Earlier this week I appeared on the BBC’s website, discussing the stresses and strains of life as an MP.
The article, by reporter Justin Parker, asked the simple question ‘Does being An MP make marriage harder?’
Citing the recent divorces of Tory MPs Mark Pritchard and Claire Perry, Pritchard notes that more than 20 MPs have recently untied the knot and says this something like one and half times the national average.
The question, of course, is whether there is something about life as an MP that makes divorce more likely. Claire Perry certainly suggests there might be. She told her local paper that she and her husband:
“Our marriage has become increasingly difficult for several years. It’s nobody’s fault, no-one has behaved badly, we have just grown apart. We both have extremely demanding jobs and for some time we have been going our separate ways.”
That certainly tallies with my own experience representing a number of MPs in divorce cases: It’s a demanding lifestyle requiring long hours and long periods away from home.
As I note in the article, the job puts MPs under massive stress. The work-life balance is hard to achieve for people who have to devote themselves so much to their jobs. Being an MP, and especially a minister, is not relationship-friendly or child-friendly.
I told the BBC that more MPs get divorced than the average rate among the rest of the population. There are incalculable stresses and pressures on people. Politicians have to be very tough people.
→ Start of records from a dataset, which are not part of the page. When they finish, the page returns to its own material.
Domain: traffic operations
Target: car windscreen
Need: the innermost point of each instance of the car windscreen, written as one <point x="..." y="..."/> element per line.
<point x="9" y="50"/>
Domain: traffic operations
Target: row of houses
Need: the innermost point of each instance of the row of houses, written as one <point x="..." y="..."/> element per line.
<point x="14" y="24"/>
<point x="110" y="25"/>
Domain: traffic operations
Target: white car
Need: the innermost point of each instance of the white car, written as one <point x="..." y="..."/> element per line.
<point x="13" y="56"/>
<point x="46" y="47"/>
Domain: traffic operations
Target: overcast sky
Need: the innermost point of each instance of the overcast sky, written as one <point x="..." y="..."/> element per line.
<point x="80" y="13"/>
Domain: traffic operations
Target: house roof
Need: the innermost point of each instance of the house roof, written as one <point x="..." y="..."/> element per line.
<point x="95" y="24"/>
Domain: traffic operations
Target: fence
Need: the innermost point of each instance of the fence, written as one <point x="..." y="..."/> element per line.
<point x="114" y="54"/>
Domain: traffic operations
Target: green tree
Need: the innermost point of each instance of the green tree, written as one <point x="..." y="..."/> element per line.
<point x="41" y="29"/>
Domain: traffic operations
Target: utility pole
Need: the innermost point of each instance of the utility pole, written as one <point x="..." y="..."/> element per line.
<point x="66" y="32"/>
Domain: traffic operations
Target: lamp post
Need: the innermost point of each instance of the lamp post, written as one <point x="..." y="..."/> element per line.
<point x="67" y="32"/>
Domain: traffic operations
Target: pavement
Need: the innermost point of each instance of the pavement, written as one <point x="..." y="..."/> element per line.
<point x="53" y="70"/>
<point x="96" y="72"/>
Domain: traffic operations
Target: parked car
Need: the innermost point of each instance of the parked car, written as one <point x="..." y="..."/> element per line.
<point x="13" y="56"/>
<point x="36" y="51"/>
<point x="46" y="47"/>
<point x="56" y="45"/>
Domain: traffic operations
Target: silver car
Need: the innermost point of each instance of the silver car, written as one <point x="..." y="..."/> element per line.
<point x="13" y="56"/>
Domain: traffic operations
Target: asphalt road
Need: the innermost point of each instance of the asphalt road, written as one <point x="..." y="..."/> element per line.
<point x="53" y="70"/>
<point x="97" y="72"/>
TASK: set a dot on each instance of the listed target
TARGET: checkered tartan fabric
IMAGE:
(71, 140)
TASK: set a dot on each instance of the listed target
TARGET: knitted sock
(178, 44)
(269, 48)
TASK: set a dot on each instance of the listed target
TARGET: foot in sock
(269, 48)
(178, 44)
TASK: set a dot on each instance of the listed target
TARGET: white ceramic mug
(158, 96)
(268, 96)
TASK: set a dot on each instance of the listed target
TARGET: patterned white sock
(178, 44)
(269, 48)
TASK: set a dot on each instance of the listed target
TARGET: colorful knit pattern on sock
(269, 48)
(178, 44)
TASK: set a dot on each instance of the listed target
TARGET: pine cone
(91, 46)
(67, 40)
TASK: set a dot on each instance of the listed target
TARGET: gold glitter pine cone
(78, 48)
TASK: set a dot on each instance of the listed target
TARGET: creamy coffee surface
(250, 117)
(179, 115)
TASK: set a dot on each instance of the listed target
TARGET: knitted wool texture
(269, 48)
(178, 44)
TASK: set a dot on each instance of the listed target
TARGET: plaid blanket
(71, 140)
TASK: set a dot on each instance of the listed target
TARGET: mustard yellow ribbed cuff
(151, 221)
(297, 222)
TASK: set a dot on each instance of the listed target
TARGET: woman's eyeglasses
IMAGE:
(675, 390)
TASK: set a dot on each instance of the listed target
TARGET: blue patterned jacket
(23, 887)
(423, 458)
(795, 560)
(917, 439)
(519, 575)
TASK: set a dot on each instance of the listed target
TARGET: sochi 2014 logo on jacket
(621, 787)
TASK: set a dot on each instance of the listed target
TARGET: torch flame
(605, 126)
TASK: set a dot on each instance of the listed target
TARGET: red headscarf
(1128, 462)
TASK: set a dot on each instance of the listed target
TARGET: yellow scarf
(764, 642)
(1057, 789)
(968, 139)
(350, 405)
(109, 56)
Perhaps the darker sides of a life in Parliament can also help to corrode marriages. The BBC quotes me as saying: “It’s not the most moral of professions, is it? It’s an occupation where you can be economical with the truth.”
The feature also includes some forthright and colourful quotes from former Tory MP Lord Coe, who recalled his wife’s joy the night he lost his seat at the 1997 general election.
“The pattern of life imposed by Parliament is simply not one that works in a modern marriage – in the days of MPs with private incomes and stay-at-home wives, maybe. Things have improved a little, but during my term the earliest you could expect to be out was 10.15pm, and home at 11pm. That was a result. Your wife might actually be awake. You wonder how any MP’s marriage survives at all.”